Gout is a common arthritis characterised by the presence of needle-shaped urate crystals inside the joints. Once shed, they cause a flare characterised by abrupt onset of pain, tenderness, and swelling. A study using data from the CPRD reported that the prevalence of gout in the UK increased dramatically between the mid-1990s and 2010, and that only one in three patients with gout were prescribed urate lowering medicine e.g. allopurinol in this period. Studies from other countries report that the prevalence of gout has not changed between 2010 and 2020. Currently, it is not known if the prevalence of gout has stabilised in the UK in recent years or if coverage with allopurinol has improved after the latest recommendations by the British Society of Rheumatology published in 2017. Additionally, gout associates with heart attack, stroke and deep vein thrombosis. However, it is not known if the risk of these illnesses is increased in the period soon after a gout flare.

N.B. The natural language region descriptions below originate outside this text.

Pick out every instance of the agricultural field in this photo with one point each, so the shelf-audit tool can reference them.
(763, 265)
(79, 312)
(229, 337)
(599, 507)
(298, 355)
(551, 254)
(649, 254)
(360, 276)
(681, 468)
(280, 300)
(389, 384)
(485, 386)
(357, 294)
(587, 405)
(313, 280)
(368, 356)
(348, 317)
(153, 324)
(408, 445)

The purpose of this study is to assess whether the number of people with gout has increased in the UK in recent years, and to find out if more people with gout are being prescribed medicines such as allopurinol. We will also find out whether gout flares associate with heart attack, stroke or blood-clots in the veins or lungs in the short-term. As gout flares are characterised by severe inflammation, we believe that they will further increase the risk of these illnesses in the following time period.
Objectives:  To examine the temporal trend in incidence and prevalence of gout between 1997-2020.  To examine the temporal trend in all-cause mortality and prevalence of urate lowering treatment (ULT) prescription in patients with gout between 1997-2020.  To examine the association between gout flares and (a) acute myocardial infarction, (b) stroke, (c) venous thromboembolism.
Design: prospective cohort study with nested cross-sectional and case-control studies.
Study period: 01/01/1997– 31/12/2020.
Data sources: Clinical Practice Research Datalink, Hospital Episode Statistics, Office for National Statistics
Methods: We will calculate the point prevalence of gout, and ULT prescription in people with gout on the 1st July of each year between 1997 and 2020. Participants in receipt of ULT prescription(s) in the 60 days preceding the 1st of July will be classified as prescribed ULT. Similarly, the annual incidence of gout between 1997 and 2020, and mortality rate of gout cases incident in each calendar year between 1997 and 2020 will be calculated. Join Point regression will be used to examine the temporal trends. The association between acute myocardial infarction, stroke, venous thromboembolism, and gout will be assessed using nested case-control study design. The nested case-control study will include controls that are age, sex and duration of registration in CPRD matched to cases, and adjusted for covariates including demographic factors, lifestyle factors, ULT, and comorbidities. Three nested case control studies will be performed, one for each outcome of interest. Conditional logistic regression will be used to examine associations. Adjusted OR, and 95% confidence intervals (CIs) will be calculated. Data management and analysis will be performed by STATA version 16.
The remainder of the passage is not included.